Les éditorialistes connaissent le poids des mots. Ceux qui, dans la foulée du coup d’Etat militaire du 19 septembre, ont vu dans ce putsch une nouvelle «révolution thaïlandaise» ont été vite en besogne.

Ce qui s’est passé dans les rues de Bangkok a au contraire tous les attributs d’une «contre-révolution». Ce n’est pas pour promouvoir un certain type de gouvernement, mais pour y mettre fin que les généraux ont donné à leurs troupes l’ordre de sortir des casernes. Tous les mots employés depuis lors par les putschistes pour se justifier vont dans le même sens: il leur fallait empêcher les «dérives» dans lesquelles l’ex-Premier ministre Thaksin Shinawatra avait embarqué le royaume. Le commandant en chef de l’Armée de terre, Sonthi Boonyaratklin, a même évoqué un «contre-Coup»: l’armée, en prenant le pouvoir, aurait évité une épreuve de force avec les forces anti-constitutionnelles regroupées autour du parti Thai Rak Thai (TRT).
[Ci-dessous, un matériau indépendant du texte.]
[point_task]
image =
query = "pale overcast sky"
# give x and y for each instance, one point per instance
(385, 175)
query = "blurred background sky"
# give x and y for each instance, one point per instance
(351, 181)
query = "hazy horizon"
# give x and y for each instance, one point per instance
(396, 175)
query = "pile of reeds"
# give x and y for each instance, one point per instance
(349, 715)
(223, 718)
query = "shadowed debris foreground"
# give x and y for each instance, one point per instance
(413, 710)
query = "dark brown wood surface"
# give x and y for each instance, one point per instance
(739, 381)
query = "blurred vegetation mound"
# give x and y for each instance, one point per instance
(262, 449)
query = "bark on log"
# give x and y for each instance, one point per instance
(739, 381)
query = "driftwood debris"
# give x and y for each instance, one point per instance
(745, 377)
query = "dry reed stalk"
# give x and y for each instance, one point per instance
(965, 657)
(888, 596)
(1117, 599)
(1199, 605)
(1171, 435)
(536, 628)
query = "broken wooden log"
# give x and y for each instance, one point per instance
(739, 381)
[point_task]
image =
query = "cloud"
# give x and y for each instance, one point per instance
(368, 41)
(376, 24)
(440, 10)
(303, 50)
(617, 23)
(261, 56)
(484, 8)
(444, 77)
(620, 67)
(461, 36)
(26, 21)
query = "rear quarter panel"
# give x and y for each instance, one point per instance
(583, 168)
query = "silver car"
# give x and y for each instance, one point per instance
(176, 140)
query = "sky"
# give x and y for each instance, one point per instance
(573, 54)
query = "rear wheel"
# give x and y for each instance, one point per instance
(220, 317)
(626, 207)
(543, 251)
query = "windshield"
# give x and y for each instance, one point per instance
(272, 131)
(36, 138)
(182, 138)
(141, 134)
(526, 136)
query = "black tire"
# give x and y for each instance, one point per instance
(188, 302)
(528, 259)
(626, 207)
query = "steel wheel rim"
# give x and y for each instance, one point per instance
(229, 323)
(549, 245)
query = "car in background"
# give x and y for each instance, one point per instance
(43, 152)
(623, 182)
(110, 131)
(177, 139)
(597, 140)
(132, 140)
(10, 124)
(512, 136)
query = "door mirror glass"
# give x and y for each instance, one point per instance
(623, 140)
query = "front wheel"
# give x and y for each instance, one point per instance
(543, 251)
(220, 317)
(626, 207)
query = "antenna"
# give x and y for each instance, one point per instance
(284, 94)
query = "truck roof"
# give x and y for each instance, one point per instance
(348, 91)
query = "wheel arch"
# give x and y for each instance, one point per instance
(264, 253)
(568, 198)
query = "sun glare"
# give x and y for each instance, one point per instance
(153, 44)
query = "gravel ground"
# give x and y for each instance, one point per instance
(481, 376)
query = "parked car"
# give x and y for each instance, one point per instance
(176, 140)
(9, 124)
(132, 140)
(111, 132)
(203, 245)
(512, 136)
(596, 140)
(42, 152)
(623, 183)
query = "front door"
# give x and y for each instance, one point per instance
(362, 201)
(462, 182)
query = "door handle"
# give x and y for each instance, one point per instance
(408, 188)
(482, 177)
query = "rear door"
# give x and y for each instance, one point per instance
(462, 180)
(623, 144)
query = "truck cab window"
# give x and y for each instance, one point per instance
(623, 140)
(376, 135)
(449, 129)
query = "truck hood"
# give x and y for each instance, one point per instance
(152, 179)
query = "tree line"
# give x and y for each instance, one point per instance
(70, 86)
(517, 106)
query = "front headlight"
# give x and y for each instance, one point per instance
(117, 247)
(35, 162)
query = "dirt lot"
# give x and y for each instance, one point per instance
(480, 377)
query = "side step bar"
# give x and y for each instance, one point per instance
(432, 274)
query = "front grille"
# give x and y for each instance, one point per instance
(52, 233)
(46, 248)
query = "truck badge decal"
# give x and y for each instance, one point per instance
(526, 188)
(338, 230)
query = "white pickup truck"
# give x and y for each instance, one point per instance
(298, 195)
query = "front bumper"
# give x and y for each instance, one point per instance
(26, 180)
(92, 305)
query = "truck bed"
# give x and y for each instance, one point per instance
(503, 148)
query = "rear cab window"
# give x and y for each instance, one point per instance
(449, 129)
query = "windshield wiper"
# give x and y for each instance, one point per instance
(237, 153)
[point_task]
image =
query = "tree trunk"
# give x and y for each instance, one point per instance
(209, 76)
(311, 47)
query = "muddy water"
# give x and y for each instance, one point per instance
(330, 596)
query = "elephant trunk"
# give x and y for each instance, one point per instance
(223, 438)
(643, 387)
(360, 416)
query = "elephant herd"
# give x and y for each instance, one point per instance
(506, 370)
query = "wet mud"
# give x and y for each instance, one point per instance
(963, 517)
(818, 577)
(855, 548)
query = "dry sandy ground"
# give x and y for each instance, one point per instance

La façon la plus pertinente de juger ce premier coup d’Etat militaire depuis quinze ans, est donc de s’attarder sur la réalité des «dérives» auxquelles les hommes en uniforme affirment avoir voulu mettre fin. Le règne politique du chef de gouvernement déchu a-t-il vraiment été celui de tous les excès? L’administration du pays, sous sa férule, était-elle si vérolée que seule une intervention militaire pouvait la remettre d’aplomb? Dans les deux cas, les faits ne sont pas aussi limpides que les généraux du Conseil national de sécurité (CNS) le prétendent.

Le reproche le plus grave fait à l’ex-Premier ministre est d’avoir piétiné, grâce à des nominations d’affidés, les institutions indépendantes chargées par la Constitution de 1997 d’assurer le respect de l’Etat de droit. Il en a résulté, affirment ses détracteurs, un flot de corruption au profit de sa famille, et quantité d’abus de pouvoir dommageables. Tout cela est vrai. En politique, Thaksin Shinawatra a utilisé les mêmes ficelles que dans sa fulgurante carrière de magnat des télécommunications – facilitée, ose-t-on le rappeler, par ses juteux contacts… au sein de la police et de l’armée. Plutôt que de chercher à les convaincre, et pour éviter d’avoir à les affronter, le milliardaire a mis dans sa poche ou écarté tous ceux qui risquaient de se trouver sur son passage. Cela se nomme le clientélisme, lit naturel du populisme qui consiste à flatter l’électeur dans le sens du poil au mépris du droit et du respect des libertés pour ses adversaires, les minorités, la presse ou les populations plus fragiles. Une méthode an-tinomique, à terme, avec un exercice démocratique du pouvoir.